Сквозь толстые витринные стекла в грязных потеках была далеко видна ярко освещенная предвечерним солнцем широкая новая улица: майская свежесть газонов, невысокие деревья в дымке молодых листьев, небольшая, но плотно сбитая очередь человек в триста у винного магазина – будто стоящих на пристани в надежде сесть на корабль, что увезет их к спасенью; застывшие в глубокой чистой тени громады жилых домов, очеловеченные лишь разноцветными постирушками на балконах. А еще лет двадцать назад здесь дремали в беспамятстве глубокие, дикие овраги, заросшие колючим терновником. Говорят, что в оврагах водились зайцы, но в это сейчас так же трудно поверить, как и в сами овраги.

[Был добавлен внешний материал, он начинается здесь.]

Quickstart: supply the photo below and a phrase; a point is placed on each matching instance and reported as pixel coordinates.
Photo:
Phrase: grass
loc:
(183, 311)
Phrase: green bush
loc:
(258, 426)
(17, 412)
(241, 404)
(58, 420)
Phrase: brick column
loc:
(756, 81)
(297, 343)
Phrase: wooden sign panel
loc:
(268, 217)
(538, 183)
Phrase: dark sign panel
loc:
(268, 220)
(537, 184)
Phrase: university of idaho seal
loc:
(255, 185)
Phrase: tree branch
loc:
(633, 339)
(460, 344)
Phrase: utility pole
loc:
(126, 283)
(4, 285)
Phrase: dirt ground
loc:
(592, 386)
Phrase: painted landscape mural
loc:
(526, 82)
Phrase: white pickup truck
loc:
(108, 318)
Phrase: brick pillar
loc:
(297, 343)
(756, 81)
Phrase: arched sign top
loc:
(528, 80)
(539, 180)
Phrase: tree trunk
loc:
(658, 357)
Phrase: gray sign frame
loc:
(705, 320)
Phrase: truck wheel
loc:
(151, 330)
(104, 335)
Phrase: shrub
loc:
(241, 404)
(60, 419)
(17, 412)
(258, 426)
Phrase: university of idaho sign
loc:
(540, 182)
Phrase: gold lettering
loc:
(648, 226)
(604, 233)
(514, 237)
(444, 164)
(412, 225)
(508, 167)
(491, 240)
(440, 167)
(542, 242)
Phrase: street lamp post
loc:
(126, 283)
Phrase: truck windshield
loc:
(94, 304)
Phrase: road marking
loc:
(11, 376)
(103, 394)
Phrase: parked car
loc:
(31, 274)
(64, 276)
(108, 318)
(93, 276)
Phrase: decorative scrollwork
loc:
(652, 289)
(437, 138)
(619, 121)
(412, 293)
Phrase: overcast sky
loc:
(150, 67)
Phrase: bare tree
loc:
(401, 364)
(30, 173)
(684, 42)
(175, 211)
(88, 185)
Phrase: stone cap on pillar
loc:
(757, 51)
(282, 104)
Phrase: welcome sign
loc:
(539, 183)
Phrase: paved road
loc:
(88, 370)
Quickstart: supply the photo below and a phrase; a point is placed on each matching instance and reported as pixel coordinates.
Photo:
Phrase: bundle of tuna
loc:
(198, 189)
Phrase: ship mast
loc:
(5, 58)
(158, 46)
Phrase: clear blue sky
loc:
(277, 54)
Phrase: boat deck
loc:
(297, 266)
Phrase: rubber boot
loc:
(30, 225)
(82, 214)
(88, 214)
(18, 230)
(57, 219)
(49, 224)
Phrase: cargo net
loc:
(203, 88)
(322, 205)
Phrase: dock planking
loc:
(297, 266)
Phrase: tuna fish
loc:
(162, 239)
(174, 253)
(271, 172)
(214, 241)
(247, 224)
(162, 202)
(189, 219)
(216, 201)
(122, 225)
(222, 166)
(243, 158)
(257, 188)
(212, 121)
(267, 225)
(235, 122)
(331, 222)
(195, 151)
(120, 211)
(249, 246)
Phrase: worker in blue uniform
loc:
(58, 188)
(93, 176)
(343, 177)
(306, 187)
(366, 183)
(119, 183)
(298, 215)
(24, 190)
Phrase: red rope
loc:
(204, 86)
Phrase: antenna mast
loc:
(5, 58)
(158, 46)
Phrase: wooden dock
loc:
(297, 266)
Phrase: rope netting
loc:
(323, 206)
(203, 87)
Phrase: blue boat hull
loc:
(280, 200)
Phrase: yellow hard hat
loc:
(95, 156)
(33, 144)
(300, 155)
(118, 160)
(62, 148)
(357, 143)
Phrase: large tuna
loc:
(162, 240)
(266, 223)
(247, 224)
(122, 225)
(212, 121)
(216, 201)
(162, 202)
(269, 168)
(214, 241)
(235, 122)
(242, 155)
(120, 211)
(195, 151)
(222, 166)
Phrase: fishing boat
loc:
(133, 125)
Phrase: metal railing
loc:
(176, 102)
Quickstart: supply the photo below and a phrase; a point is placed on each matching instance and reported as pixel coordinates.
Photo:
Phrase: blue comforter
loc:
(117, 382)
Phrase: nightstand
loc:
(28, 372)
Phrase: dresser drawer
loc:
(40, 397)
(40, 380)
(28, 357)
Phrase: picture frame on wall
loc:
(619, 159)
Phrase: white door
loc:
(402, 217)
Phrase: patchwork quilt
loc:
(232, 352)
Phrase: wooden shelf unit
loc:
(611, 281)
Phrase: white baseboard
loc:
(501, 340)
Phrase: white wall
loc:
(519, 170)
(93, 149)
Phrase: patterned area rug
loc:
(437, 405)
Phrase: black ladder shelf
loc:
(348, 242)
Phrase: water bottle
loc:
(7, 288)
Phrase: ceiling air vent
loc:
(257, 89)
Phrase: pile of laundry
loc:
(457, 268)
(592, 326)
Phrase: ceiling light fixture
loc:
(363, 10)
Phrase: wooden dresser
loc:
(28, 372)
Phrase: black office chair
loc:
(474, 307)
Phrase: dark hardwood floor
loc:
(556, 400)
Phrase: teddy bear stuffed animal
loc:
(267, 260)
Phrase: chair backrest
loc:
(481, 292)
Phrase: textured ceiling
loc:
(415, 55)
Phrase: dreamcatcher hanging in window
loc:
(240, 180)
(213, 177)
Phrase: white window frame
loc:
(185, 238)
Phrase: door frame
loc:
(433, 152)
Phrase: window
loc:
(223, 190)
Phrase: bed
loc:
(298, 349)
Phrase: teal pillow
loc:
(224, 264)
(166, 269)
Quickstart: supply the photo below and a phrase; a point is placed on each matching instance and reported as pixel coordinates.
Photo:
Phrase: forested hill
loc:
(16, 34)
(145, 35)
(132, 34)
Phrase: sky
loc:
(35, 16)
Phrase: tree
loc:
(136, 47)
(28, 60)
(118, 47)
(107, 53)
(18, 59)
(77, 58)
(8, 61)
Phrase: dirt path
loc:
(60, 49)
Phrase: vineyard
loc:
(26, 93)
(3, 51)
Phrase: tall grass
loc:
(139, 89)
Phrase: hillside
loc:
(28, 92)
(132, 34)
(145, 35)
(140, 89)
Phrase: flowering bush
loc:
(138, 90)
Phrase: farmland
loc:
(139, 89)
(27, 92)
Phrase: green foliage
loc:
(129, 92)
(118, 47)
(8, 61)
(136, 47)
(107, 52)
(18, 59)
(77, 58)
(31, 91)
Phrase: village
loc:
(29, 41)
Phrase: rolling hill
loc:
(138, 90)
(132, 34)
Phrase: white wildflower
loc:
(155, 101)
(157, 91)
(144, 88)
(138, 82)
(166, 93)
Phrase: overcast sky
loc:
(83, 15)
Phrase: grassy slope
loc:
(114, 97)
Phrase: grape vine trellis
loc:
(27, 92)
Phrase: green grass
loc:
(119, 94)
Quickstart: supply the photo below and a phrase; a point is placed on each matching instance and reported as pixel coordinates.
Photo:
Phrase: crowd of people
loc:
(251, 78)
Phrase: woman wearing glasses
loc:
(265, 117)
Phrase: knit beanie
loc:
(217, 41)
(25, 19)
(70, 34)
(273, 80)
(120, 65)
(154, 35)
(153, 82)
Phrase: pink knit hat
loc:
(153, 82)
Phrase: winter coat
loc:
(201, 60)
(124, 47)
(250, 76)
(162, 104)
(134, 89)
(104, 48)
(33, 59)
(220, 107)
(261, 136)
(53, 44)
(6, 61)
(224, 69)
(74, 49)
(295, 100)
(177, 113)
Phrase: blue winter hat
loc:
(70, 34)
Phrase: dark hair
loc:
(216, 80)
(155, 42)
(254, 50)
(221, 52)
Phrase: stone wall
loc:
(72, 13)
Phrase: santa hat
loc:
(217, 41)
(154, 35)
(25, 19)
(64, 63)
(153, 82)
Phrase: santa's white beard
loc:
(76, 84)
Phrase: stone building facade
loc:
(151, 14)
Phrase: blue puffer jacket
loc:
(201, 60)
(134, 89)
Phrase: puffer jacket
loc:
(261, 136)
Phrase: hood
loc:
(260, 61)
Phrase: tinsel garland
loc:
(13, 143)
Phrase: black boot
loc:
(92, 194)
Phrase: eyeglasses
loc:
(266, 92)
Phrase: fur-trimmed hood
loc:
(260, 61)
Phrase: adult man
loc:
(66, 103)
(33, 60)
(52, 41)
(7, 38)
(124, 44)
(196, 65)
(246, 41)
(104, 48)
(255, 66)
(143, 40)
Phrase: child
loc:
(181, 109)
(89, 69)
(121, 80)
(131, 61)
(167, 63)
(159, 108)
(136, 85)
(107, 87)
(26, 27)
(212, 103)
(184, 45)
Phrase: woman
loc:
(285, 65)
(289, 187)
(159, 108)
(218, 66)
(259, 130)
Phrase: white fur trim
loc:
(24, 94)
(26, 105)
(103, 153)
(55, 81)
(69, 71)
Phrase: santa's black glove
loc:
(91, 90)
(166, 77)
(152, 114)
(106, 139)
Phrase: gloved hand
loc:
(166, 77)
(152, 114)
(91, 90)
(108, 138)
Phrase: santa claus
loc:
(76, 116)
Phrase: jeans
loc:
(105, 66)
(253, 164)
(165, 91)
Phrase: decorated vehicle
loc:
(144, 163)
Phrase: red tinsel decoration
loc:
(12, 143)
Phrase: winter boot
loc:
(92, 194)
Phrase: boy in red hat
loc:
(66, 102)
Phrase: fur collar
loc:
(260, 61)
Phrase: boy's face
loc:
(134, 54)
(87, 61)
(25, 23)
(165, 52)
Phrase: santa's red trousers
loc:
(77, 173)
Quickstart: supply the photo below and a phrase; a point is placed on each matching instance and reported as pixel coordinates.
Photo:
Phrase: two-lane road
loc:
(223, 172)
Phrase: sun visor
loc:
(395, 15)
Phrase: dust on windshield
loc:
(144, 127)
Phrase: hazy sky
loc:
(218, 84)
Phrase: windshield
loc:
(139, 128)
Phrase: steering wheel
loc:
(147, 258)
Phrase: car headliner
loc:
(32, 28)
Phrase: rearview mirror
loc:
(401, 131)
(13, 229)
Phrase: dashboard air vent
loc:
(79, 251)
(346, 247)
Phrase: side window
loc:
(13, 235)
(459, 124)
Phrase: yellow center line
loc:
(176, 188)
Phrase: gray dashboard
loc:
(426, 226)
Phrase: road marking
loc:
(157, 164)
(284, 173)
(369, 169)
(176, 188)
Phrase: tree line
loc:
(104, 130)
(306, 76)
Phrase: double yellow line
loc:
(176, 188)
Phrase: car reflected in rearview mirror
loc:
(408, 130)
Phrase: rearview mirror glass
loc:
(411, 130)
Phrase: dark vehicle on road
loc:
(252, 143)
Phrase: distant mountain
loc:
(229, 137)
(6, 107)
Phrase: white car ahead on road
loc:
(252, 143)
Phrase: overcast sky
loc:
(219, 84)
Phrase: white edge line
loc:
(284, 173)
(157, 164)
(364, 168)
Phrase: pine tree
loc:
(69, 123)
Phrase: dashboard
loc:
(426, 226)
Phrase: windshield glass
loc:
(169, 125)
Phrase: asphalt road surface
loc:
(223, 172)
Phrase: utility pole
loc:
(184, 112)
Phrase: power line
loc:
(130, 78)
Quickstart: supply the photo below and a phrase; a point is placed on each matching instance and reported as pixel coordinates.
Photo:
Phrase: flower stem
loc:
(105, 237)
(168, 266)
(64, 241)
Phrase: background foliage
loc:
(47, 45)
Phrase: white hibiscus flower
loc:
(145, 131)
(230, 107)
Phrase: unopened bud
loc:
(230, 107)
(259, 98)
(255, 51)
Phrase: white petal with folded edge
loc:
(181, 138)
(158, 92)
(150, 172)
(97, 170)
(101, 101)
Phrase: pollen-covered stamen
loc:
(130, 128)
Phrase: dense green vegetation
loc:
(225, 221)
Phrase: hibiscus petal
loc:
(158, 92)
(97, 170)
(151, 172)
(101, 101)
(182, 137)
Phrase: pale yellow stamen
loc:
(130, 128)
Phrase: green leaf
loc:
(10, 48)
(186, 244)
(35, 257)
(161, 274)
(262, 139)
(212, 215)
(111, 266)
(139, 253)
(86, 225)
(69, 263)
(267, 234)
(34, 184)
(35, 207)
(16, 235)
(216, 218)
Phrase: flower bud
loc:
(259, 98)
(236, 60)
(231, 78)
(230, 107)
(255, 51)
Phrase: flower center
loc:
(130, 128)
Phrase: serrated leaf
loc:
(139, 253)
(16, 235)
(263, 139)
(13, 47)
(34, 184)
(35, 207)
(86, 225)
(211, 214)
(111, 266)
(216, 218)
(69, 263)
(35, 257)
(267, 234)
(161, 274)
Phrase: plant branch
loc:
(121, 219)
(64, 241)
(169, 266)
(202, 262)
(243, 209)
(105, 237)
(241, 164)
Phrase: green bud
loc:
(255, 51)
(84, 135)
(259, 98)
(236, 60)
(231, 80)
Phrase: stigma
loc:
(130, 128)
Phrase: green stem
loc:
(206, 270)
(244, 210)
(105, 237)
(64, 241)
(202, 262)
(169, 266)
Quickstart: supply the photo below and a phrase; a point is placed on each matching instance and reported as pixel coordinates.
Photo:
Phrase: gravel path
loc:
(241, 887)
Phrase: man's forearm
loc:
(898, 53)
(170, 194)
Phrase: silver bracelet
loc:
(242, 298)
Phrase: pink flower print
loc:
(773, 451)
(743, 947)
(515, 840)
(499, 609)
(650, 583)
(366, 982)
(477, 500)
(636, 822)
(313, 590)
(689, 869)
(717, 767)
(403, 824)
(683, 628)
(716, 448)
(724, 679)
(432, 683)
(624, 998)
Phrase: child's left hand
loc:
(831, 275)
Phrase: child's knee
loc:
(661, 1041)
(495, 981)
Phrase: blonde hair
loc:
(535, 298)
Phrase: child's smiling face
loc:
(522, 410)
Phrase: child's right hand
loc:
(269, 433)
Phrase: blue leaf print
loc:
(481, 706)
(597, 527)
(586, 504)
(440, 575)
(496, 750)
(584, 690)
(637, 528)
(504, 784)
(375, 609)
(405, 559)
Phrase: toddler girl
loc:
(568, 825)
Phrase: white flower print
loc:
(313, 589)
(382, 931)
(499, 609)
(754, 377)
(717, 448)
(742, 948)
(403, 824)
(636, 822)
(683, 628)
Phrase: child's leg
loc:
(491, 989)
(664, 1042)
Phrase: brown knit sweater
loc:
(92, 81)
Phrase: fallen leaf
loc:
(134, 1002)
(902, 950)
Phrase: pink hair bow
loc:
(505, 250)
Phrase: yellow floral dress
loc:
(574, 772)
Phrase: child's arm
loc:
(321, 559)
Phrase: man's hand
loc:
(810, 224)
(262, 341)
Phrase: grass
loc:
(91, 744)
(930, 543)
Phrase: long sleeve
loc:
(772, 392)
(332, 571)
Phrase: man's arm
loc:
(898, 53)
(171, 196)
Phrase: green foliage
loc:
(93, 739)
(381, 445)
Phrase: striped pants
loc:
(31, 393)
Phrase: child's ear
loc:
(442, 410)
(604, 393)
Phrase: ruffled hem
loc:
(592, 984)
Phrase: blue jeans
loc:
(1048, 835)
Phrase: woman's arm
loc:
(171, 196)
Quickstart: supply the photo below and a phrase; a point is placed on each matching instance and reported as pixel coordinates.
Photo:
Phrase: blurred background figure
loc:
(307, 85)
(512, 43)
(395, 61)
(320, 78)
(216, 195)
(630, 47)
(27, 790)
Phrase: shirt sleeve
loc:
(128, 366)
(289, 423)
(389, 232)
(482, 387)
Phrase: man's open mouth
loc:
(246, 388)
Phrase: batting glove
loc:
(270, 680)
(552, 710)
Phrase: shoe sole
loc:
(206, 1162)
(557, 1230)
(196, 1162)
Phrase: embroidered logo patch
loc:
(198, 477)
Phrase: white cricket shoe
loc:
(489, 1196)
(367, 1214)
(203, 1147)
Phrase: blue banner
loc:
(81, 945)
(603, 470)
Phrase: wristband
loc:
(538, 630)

По дальнему от прокатного пункта тротуару, вдоль темной зелени газона пробирались к автобусной остановке знакомые старухе богомолки – чисто одетые, в косыночках, туго завязанных под горло, некоторые с палочками, точно стародавние странницы с посохами. Старуха многих из них знала в лицо, здоровалась, называла про себя «вольными бабками» и смотрела на них с завистью. Еще бы не завидовать – у них своя компания, с ними Бог. А что она? Как ей сейчас к ним пристать? Как присоединиться? Никогда прежде не ходила она в церковь, да и о Боге не задумывалась. Так только, когда, бывало, припечет, тогда и взвоешь: «Господи, пронеси! Господи, оборони!» А в нормальные дни не до Бога – крутись и крутись. То на камвольной фабрике, где проработала она, считай, всю жизнь среди мокрой шерсти в грохоте чесальных машин, то дома, то с детьми, то с внучиками. В церковь ходят по нынешним временам вольные бабки, а она никогда не была вольною. Лишь теперь, в последние годы, да и то со старичком на шее. Только и думай об его шкоде, только и спасайся. Ночью стала в своей комнате на крючок накидываться – мало чего ему взбредет – возьмет и голову отрежет. Врачиха говорила, такие случаи описаны. Зря, конечно, она это сказала, но уж больно начитанная в своем медицинском деле была врачиха, уж очень хотелось ей разъяснить насчет старческого маразма все до тонкостей. Да, сейчас бы она пошла в церковь, но как? Стыдно вдруг к Богу примазываться. А тем более вольные бабки все держатся кучкой, все такие неприступные, с поджатыми губами и с таким видом, как будто знают что-то такое, чего никто не знает. А тут еще ее дураковатое замужество. Правду сказать, если б не последний грех, попросилась бы она к вольным бабкам в компанию. На миру и смерть красна – в народе ничего зря не сказано.